Zing Forum

Reading

TaskBrew: An Open-Source Orchestrator for Coordinating Multiple AI Coding Agents into a Complete Software Team

TaskBrew is an open-source multi-agent AI team orchestration tool that supports mainstream CLI agents like Claude Code and Gemini CLI. It enables collaborative software development workflows through role definition, task decomposition, and dependency management.
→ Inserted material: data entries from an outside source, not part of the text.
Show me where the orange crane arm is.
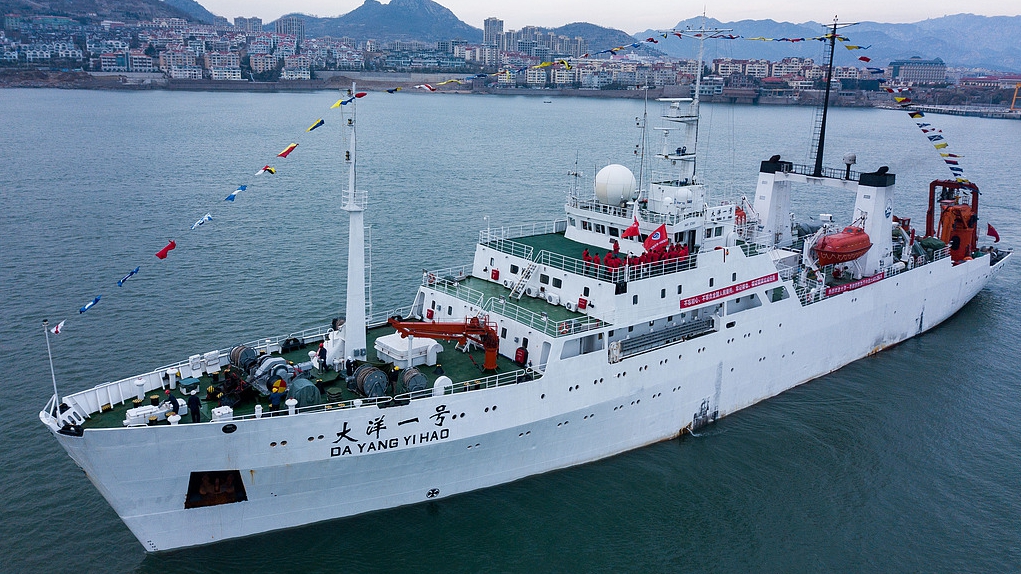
[387,317,500,371]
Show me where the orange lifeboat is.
[815,227,872,267]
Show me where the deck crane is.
[387,317,500,372]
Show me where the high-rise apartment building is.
[276,16,305,44]
[234,16,262,34]
[482,18,503,46]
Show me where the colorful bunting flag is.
[192,213,212,231]
[78,295,102,315]
[224,185,248,201]
[156,239,178,259]
[277,143,298,157]
[117,266,142,287]
[621,216,639,239]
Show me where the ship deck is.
[83,324,522,429]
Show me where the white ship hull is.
[47,254,1010,552]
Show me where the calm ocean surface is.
[0,90,1021,573]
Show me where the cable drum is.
[227,345,258,372]
[400,367,429,392]
[354,365,389,396]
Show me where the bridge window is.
[185,471,248,509]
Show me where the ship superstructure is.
[40,72,1010,552]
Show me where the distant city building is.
[887,56,946,84]
[168,65,202,80]
[482,18,503,46]
[234,16,262,34]
[276,16,305,44]
[248,54,280,74]
[209,67,241,81]
[202,52,241,69]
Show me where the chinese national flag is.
[643,224,670,251]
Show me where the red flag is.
[985,224,1000,243]
[156,239,178,259]
[643,224,670,251]
[621,216,640,239]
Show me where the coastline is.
[0,68,1021,119]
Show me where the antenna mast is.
[341,82,366,361]
[812,16,858,178]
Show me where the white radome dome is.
[595,163,638,205]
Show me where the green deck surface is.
[512,233,596,259]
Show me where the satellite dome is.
[595,163,637,205]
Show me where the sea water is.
[0,90,1021,572]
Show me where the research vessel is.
[39,36,1011,552]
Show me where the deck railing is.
[482,239,534,260]
[479,219,568,243]
[423,274,486,307]
[482,297,603,337]
[535,249,626,283]
[568,197,633,220]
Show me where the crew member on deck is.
[319,343,326,373]
[188,389,202,423]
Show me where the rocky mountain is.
[0,0,193,21]
[634,14,1021,71]
[161,0,213,23]
[266,0,482,42]
[551,21,661,53]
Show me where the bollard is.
[135,377,145,402]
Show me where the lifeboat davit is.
[815,227,872,267]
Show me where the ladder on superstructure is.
[366,225,373,317]
[511,261,539,300]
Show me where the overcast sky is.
[199,0,1021,34]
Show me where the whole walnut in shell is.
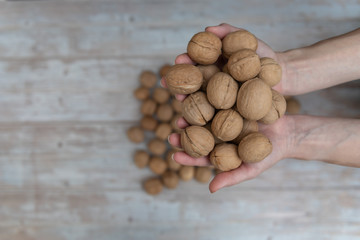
[144,177,163,195]
[232,118,259,144]
[181,126,215,158]
[197,64,220,92]
[195,167,213,183]
[187,32,222,65]
[222,30,258,58]
[140,70,157,88]
[259,89,286,124]
[165,64,203,94]
[211,109,243,141]
[236,78,272,121]
[182,91,215,126]
[238,132,272,163]
[259,57,282,87]
[156,103,174,122]
[210,143,242,171]
[227,49,261,82]
[161,170,179,189]
[206,72,239,109]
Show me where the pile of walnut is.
[127,65,214,195]
[165,30,294,171]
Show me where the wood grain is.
[0,0,360,240]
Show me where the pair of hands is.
[161,24,291,193]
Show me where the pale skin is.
[162,24,360,193]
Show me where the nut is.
[222,30,258,58]
[155,123,172,140]
[140,71,157,88]
[210,143,242,171]
[165,64,203,94]
[187,32,222,65]
[181,126,215,158]
[197,64,220,92]
[238,132,272,163]
[140,98,157,115]
[171,98,182,113]
[134,87,150,100]
[153,87,170,104]
[195,167,213,183]
[140,116,158,131]
[159,64,171,77]
[148,138,166,156]
[236,78,272,121]
[166,149,181,171]
[179,166,195,181]
[259,57,282,87]
[227,49,261,82]
[161,170,179,189]
[206,72,239,109]
[134,150,150,168]
[127,127,145,143]
[144,177,163,195]
[286,97,301,114]
[232,119,259,144]
[156,103,174,122]
[182,91,215,126]
[211,109,243,141]
[149,157,167,175]
[259,89,286,124]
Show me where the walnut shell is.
[195,167,213,183]
[140,98,157,116]
[143,177,163,195]
[140,71,157,88]
[148,138,166,156]
[211,109,243,141]
[210,143,242,171]
[155,123,172,140]
[259,89,286,124]
[127,127,145,143]
[156,103,174,122]
[161,170,179,189]
[236,78,272,121]
[165,64,203,94]
[134,87,150,100]
[159,64,171,77]
[171,98,182,113]
[197,64,220,92]
[134,150,150,168]
[149,157,167,175]
[181,126,215,158]
[227,49,261,82]
[259,57,282,87]
[286,97,301,114]
[153,87,170,104]
[238,132,272,163]
[140,116,158,131]
[187,32,222,65]
[232,118,259,144]
[206,72,239,109]
[166,149,181,171]
[179,166,195,181]
[222,30,258,58]
[182,91,215,126]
AI代理多代理系统Claude CodeGemini CLI任务编排软件开发开源工具MCP协议
Published 2026-04-24 02:16Recent activity 2026-04-24 02:22Estimated read 4 min
TaskBrew: An Open-Source Orchestrator for Coordinating Multiple AI Coding Agents into a Complete Software Team
1

Section 01

Introduction / Main Floor: TaskBrew: An Open-Source Orchestrator for Coordinating Multiple AI Coding Agents into a Complete Software Team

TaskBrew is an open-source multi-agent AI team orchestration tool that supports mainstream CLI agents like Claude Code and Gemini CLI. It enables collaborative software development workflows through role definition, task decomposition, and dependency management.

2

Section 02

Background: When AI Coding Tools Need Team Collaboration

As AI coding agents like Claude Code and Gemini CLI mature, developers are starting to experiment with using multiple AIs to handle complex projects simultaneously. However, simple parallel usage can't solve collaboration issues—who decomposes tasks? Who reviews code? How to handle failed tasks? TaskBrew emerged to address these: it's not a new AI model, but an orchestration layer that organizes existing CLI agents into a structured software team.

3

Section 03

Core Architecture: Role-Driven Agent Pipeline

TaskBrew's design draws on role division in agile development, dividing AI agents into four core roles:

4

Section 04

Product Manager (PM)

Responsible for receiving high-level goals and decomposing them into executable technical tasks. PMs use powerful models (e.g., Claude Opus 4.6) for requirement analysis and architecture planning, turning vague goals like "build a user management API" into specific implementation tasks.

5

Section 05

Architect

Focuses on technical solution design and produces detailed implementation plans. TaskBrew supports a hybrid routing mode, allowing architects to assign tasks to multiple coding agents for parallel processing.

6

Section 06

Coding Agent (Coder)

The role that actually executes code writing. Each Coder works in an independent Git worktree to avoid code conflicts. TaskBrew supports auto-scaling: when the backlog queue exceeds a threshold, it automatically adds more Coder instances.

7

Section 07

Verifier

Responsible for code review and test validation. Verifiers can reject substandard submissions and return tasks to Coders for rework, forming a quality closed loop.

8

Section 08

Task State Machine and Dependency Management

TaskBrew has built-in full task lifecycle management:

  • State Transition: pending → in_progress → completed/failed/rejected
  • Dependency Resolution: Tasks can declare blocked_by dependencies; blocking is automatically lifted when dependencies are completed
  • Failure Propagation: Task failure cascades to all downstream dependent tasks
  • Priority Queue: Agents claim tasks by priority (critical > high > medium > low)

This design ensures orderly task scheduling for complex projects and avoids task conflicts and resource contention common in traditional multi-agent systems.